Мы стали шалить отчаянно и зло. Мы полюбили мяукать на разные голоса. И вся гимназия огласилась писком, визгом и мяуканьем целого полчища кошек. Мы отказывались отвечать уроки, нагло уверяя, что забыли книгу, потеряли тетрадь, что у нас болит голова и что нам ничего не было задано. Уличенные во лжи, мы спокойно шли на свое место и, грызя карамель, начинали играть в «крестики и нолики».
Особенностью того периода нашей жизни было насмешливое и недоброе отношение к учителям. Особенно невзлюбили мы «Фому». Мы не могли простить ему… чего? Мы сами не знали. Но очевидно, тут была и луна, отнявшая у нас веру в Землю, и воробей, погибший так мучительно — с какой стати? Особенно воробей. Действительно, во имя чего была задушена птица? Какой смысл имел этот безвоздушный и бездушный опыт, этот пресловутый «огонь познавания», которому все равно дано было погаснуть в мертвом холоде? Мы забирались все дальше в эти мысли.
Хуже всего было то, что мы сами не понимали, отчего нам плохо. Начали вызывать в гимназию родителей для объяснений.
Испуганные наши матери и отцы вполголоса совещались в приемной. Они и сами заметили перемену в детях, но причина была им так же непонятна, как и всем. Как и нам самим.

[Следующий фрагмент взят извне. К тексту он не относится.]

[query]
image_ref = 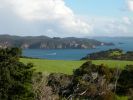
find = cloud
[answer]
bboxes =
[90,16,133,36]
[0,0,92,34]
[127,0,133,11]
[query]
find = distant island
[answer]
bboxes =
[0,35,114,49]
[81,48,133,61]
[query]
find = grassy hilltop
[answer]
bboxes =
[20,58,133,74]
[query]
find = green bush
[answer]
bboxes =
[0,48,34,100]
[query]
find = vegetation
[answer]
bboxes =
[20,58,133,75]
[0,48,34,100]
[82,49,133,61]
[48,61,133,100]
[0,35,113,49]
[0,48,133,100]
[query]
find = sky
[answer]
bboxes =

Шуру Харитонову, белокурую девочку с голубыми глазками, сироту, жившую у крестной, потребовали к начальнице. Там же сидела и крестная, в тальме, держа в руках ридикюль и поджав чиновничьи губы. На груди начальницы были обе ее медали, золотая и серебряная: признак высокой торжественности момента.
Начальница заговорила. В присутствии крестной, этой «достойной женщины, вырастившей сиротку», начальница спросила Шуру, как это случилось, что она, Харитонова Александра, кроткая и религиозная воспитанница среднего учебного заведения, повела себя так дурно и превратилась в отпетую лентяйку и озорницу.

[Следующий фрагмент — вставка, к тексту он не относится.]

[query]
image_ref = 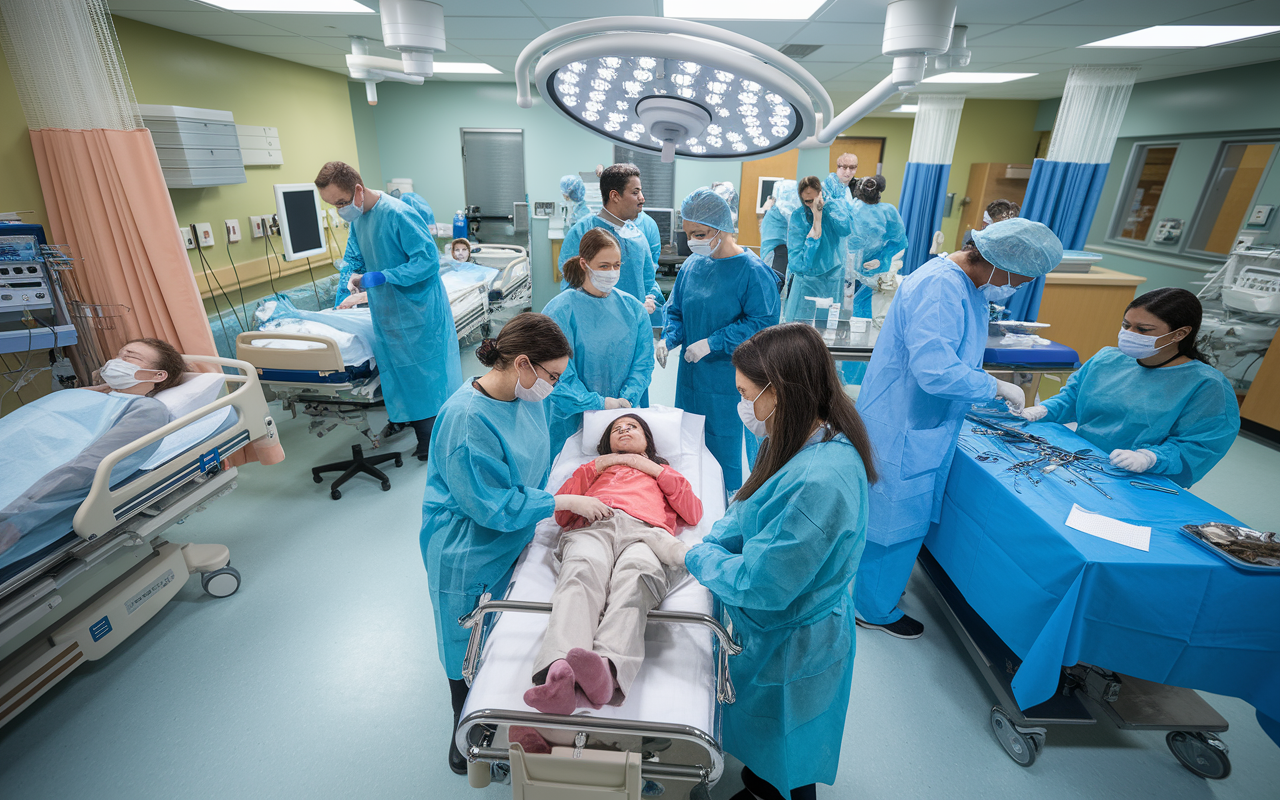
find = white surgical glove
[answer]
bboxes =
[1111,451,1156,472]
[1023,406,1048,422]
[996,378,1027,413]
[685,339,712,364]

Шура Харитонова, откинув с груди на плечо белокурую косицу, ответила, что она не знает, но что ей за последнее время «все чего-то тошно».
Начальница и крестная переглянулись.
Гимназический врач велел Шуре высунуть язык и надавил его ложечкой. Он спросил Шуру об ее аппетите и сне. Аппетит был хорош, по мнению крестной, даже слишком хорош. Язык был розов. Подложка безболезненна.